Un poste en perpétuelle évolution
Quand le gardien allemand comme le portier actuel du Paris-Saint-Germain Navas peuvent se permettre de participer au jeu de leur équipe, c’est avant tout, car ils maîtrisent de main de maître les domaines spécifiques qui concernent leur poste. Si l’on parle aujourd’hui de « gardien-libéro », c’est bien, car le gardien joue plus haut, une révolution dessinée par Yashin, mais qui a explosé avec l’avènement du rempart du Bayern de Munich. Mais plus qu’un véritable changement, c’est une évolution que l’on a pu constater. Navas ou Neuer, ne sont pas moins forts sur la ligne que les autres. Ils remplissent tous les critères du gardien historique et s’entraînent à tous les exercices spécifiques, mais ils ont en plus la confiance et la technique d’un joueur de champ au pied, ce qui démultiplie les possibilités pour les équipes privilégiant la possession de balle.

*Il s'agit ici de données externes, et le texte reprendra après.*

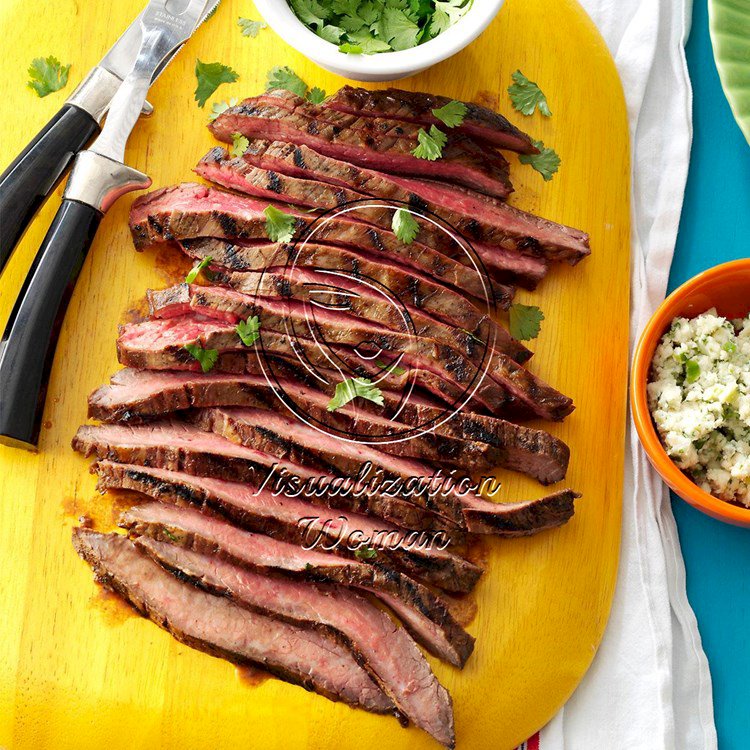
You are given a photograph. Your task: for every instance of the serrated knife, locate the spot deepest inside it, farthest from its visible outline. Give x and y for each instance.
(33, 175)
(97, 179)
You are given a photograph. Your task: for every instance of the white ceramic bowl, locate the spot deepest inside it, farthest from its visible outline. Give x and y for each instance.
(383, 66)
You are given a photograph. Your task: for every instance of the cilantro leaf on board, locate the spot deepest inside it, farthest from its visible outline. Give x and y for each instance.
(451, 114)
(526, 96)
(206, 357)
(283, 77)
(46, 75)
(210, 76)
(218, 108)
(249, 27)
(404, 225)
(279, 226)
(239, 145)
(525, 321)
(546, 162)
(192, 274)
(352, 388)
(249, 330)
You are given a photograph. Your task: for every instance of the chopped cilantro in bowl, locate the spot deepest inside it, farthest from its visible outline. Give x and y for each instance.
(366, 27)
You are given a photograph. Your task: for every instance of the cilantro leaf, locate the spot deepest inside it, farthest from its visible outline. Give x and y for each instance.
(249, 330)
(525, 321)
(430, 144)
(218, 108)
(239, 145)
(316, 95)
(396, 28)
(279, 226)
(546, 162)
(390, 368)
(351, 49)
(196, 269)
(352, 388)
(526, 96)
(405, 226)
(206, 357)
(210, 76)
(249, 27)
(283, 77)
(46, 75)
(451, 114)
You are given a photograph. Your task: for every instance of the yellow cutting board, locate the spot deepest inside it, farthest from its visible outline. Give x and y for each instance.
(75, 672)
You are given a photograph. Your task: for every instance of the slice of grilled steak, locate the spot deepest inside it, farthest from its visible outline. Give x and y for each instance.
(136, 396)
(177, 446)
(382, 144)
(290, 439)
(421, 611)
(519, 519)
(190, 210)
(159, 344)
(506, 238)
(385, 651)
(297, 521)
(416, 106)
(221, 628)
(322, 318)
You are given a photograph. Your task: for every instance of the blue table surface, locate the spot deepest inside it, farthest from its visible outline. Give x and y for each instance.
(715, 227)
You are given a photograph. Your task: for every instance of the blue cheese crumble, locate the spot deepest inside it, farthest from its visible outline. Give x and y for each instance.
(699, 397)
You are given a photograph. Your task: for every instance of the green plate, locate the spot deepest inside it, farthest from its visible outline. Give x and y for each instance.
(729, 21)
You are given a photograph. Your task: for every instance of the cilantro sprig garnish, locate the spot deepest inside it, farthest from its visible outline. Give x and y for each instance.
(378, 25)
(525, 321)
(210, 76)
(526, 96)
(279, 226)
(249, 330)
(46, 75)
(205, 357)
(404, 225)
(546, 162)
(348, 390)
(431, 144)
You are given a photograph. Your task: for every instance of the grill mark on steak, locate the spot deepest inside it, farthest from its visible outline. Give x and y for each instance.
(197, 211)
(411, 106)
(383, 649)
(423, 613)
(365, 141)
(292, 520)
(219, 627)
(177, 446)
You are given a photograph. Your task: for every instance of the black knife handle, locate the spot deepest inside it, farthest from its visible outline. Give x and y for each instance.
(28, 344)
(28, 181)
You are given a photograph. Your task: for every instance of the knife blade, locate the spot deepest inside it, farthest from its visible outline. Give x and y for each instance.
(97, 179)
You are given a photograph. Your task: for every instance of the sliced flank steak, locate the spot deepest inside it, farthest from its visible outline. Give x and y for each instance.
(136, 396)
(415, 106)
(189, 210)
(506, 238)
(177, 446)
(159, 344)
(297, 521)
(221, 628)
(382, 144)
(385, 651)
(423, 613)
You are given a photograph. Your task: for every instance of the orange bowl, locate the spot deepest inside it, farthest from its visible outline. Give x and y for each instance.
(727, 288)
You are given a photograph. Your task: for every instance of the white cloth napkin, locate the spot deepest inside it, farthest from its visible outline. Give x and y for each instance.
(649, 687)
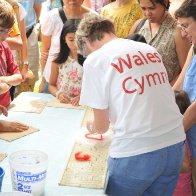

La question peut donc paraître rhétorique au premier abord. Bien sûr que le gardien peut faire gagner un match, mais il peut encore plus le faire perdre. C’est là que réside toute la dramaturgie de ce rôle, de ce dernier rempart qui peut être un héros ou un perdant, mais n’est que très rarement crédité de match neutre comme pourrait l’être un joueur de champ. En tant que protecteur des cages (le surnom de l’Araignée du seul gardien Ballon d’Or venait de sa capacité à garder « sa toile » inviolée), le gardien est toujours exposé dans les bons, mais surtout dans les mauvais moments. Quand un attaquant brille, c’est le gardien qui déguste, et on ne va pas se mentir, on est tous devant notre écran ou au stade pour voir des buts, tel est le fardeau du gardien qui lutte contre l’équipe adverse et ses supporters, qui rêvent tous de le voir plier.